No one watching denied the light had been too bad for the fracas to be critically assessed blow by blow. For this latter stage of the story, Stevens was probably the better equipped reporter. Moreland, his own nervous tensions by this time strongly reacting, not to mention the recent collapse he had suffered, was by now partly repelled by what was happening, partly lost in a fantastic world of his own, in which he seemed to be dreaming, rather than observing. He admitted that. Stevens, more down to earth in affecting to regret unachieved refinements of the boxing-ring, seems also to have been a little shocked, a condition vacillatingly induced, in this case, by the age of the antagonists. It is impossible to say how matters would have developed had not interruption taken place from outside.
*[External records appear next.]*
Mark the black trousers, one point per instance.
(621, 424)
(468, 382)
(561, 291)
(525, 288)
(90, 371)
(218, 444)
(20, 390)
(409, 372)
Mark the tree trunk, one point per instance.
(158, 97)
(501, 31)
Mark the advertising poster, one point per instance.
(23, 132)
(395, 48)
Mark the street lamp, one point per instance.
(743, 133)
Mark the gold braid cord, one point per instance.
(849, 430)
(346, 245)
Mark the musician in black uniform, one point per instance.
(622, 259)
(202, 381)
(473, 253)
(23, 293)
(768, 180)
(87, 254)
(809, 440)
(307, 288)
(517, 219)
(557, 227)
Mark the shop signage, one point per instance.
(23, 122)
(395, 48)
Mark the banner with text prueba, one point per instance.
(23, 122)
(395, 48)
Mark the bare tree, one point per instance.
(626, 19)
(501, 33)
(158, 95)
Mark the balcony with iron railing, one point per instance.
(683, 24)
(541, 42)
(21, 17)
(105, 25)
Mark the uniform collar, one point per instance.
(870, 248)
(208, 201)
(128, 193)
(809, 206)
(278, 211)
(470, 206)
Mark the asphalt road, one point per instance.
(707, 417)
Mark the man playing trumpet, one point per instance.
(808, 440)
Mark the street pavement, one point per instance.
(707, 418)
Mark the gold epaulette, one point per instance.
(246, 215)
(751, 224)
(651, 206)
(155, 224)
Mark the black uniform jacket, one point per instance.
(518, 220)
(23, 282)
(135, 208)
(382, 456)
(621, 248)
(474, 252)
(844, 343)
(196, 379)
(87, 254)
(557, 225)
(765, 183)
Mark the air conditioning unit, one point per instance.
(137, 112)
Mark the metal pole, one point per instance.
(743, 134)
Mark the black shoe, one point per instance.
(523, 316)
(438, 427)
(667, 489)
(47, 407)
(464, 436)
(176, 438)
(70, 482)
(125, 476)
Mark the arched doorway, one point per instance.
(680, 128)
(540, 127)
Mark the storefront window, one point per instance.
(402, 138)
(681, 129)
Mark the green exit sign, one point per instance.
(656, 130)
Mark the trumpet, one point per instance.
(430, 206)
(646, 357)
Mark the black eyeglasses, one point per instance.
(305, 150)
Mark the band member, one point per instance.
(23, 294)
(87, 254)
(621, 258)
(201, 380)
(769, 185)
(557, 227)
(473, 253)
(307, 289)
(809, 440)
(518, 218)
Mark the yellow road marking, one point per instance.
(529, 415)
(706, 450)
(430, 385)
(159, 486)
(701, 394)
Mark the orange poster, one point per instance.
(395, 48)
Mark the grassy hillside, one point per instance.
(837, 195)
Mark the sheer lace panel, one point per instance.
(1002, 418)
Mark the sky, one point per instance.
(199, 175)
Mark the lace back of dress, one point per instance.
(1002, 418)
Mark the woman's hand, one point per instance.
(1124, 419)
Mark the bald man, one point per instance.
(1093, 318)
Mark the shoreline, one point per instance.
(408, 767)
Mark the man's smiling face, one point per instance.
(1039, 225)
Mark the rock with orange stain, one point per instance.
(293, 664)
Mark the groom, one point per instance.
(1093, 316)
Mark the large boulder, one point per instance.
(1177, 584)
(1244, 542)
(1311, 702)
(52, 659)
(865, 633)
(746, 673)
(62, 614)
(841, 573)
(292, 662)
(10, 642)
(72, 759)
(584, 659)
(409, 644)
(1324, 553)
A large car drove jerkily down the terrace, the chauffeur slowing up from time to time, while he looked out of its window to ascertain the number of each house as he passed. He drew up just beside the spot where everyone was standing.

‘None of you gentlemen Sir Leonard Short by any chance?’

Short stepped forward. Until then he had been inactive. He may have withdrawn completely, while the imbroglio was at its worst. Now he entered the limelight.

‘Yes. I am Sir Leonard Short. I should like some explanation. I cannot in the least understand why this car should be so late.’

‘I am a trifle after time, sir. Sorry about that. Went to the wrong address. There’s a Terrace, and a Place, and a Gate. Very confusing.’

‘This unpunctuality is not at all satisfactory. I shall take the matter up.’

Short opened the door of the car with a consciously angry jerk. He brusquely indicated to Widmerpool that he was to get in, do that quickly. Short was in command. Stevens said one saw what he could be like in the Ministry. Widmerpool, who had already picked up the remains of his spectacles from the pavement, obeyed. Short followed, slamming the door. The car drove slowly down the terrace. Moreland said it was a good, an effective exit.

‘When I looked round, the three of us — Audrey, Odo, myself — were alone. It was like a fairy story. The Sorceress was gone, taking off, no doubt, on her broomstick, the tall elderly vintage-car-bore riding pillion. Lady Widmerpool was gone too. That was the most mysterious. I have the impression she made some parting shot to the effect that none of us would see her again. The American tycoon and Polly Duport were almost out of sight, heading for the far end of the terrace. I don’t exactly know how any of them faded away. I was feeling I might pass out again by then. Much relieved when Odo drove us home.’